Getting to this point has been a process of erosion by Seattle. Some observers have viewed Seattle's inconsistencies over the past two years as partially due to boredom. This is a great team that has turned it on at crucial times, such as the short-week win at New England earlier this season.
But the truth is part of an immutable reality of football since the beginning of real free agency in 1993.
Great defenses still win championships. But they usually win only one before they are split up, grow old or get hurt. Seattle has done its best to keep the Legion together, signing players such as Michael Bennett, Kam Chancellor, Richard Sherman, Earl Thomas, Bobby Wagner and K.J. Wright to long-term deals.
But the teams that win consistently in this era are the ones built around a franchise quarterback, and the jury is still out on Wilson. While great quarterbacks are expensive, the cost of paying one quarterback is easier than the aggregate cost of paying five or six defensive players, particularly when you factor in injury and decline.
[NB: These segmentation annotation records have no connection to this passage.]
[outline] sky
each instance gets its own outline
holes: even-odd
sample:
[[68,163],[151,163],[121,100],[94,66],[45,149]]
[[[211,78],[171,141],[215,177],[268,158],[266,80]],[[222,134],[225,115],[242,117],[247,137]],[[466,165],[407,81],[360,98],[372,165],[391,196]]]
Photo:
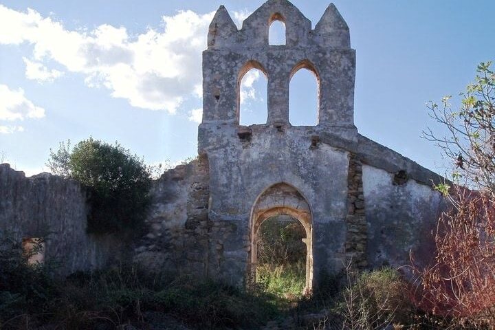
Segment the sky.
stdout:
[[[294,0],[313,24],[327,1]],[[221,4],[240,28],[262,1],[0,0],[0,162],[28,175],[50,148],[92,136],[148,164],[197,153],[201,52]],[[368,138],[443,174],[421,138],[426,102],[463,91],[495,59],[495,1],[335,0],[356,50],[355,123]],[[270,32],[276,42],[282,28]],[[290,120],[316,120],[316,82],[291,82]],[[455,100],[454,100],[455,101]],[[243,80],[241,121],[264,122],[266,80]]]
Seattle's decline in the past four years has been measurable. In 2013, the Seahawks led the league by allowing only 4.8 net yards per pass attempt. They slipped to a tie for third in 2014 with 5.5 net yards per attempt and then tied for fifth with 5.8 net yards per attempt in 2015.
This year, Seattle fell to a pedestrian 11th-place tie in the league at 6.2 net yards per attempt.
As one general manager put it this season: "They have some excuses. Bennett and Thomas were hurt for a lot of the year. I'll give them that. But they don't scare you the same way they did [in 2013]. … I remember watching Peyton [Manning] in that Super Bowl. He had no idea how to attack them. None. They took everything away. It was complete domination."
On Saturday, Ryan and Atlanta showed absolutely no fear. In fact, the Falcons lined up in shotgun formation from their own 1 on the first play as Ryan flicked a pass to Julio Jones for eight yards. Three plays later, Ryan and offensive coordinator Kyle Shanahan thought so little of challenging the Seahawks that they made the same call on back-to-back plays against Seattle after it didn't work the first time.
Against a team as smart as Seattle, that would normally be an affront, and the Seahawks would have made the opposition pay for it. Instead, the Falcons just chewed them up.
"When you're in that position, changing field position is the first goal," Ryan said. "But once you get rolling, hey, let's keep it up. … I had no idea [we passed on every play]. I thought we ran a few. That's kind of cool."
Kind of cool? Against once-mighty Seattle, that was way beyond cool.
It was defining.
Of course, the Seahawks wouldn't admit that after the game. They bickered with each other during the game, argued with reporters afterward and tilted against the very notion of a decline.
"The connection and leadership within, we are in the middle of it," head coach Pete Carroll said after the game to his players in discussing Seattle's run of success. "Right in the middle of it. We are just still in the process. And that is what this feels like. The beginning and middle of it. And not the end of it."
Carroll is a man who doesn't believe in doubt. He is ruled by the power of positivity to the point of near Pollyanna.
The truth, however, was quite evident. At a time when the Seahawks should have been ruling the roost, they were instead no more.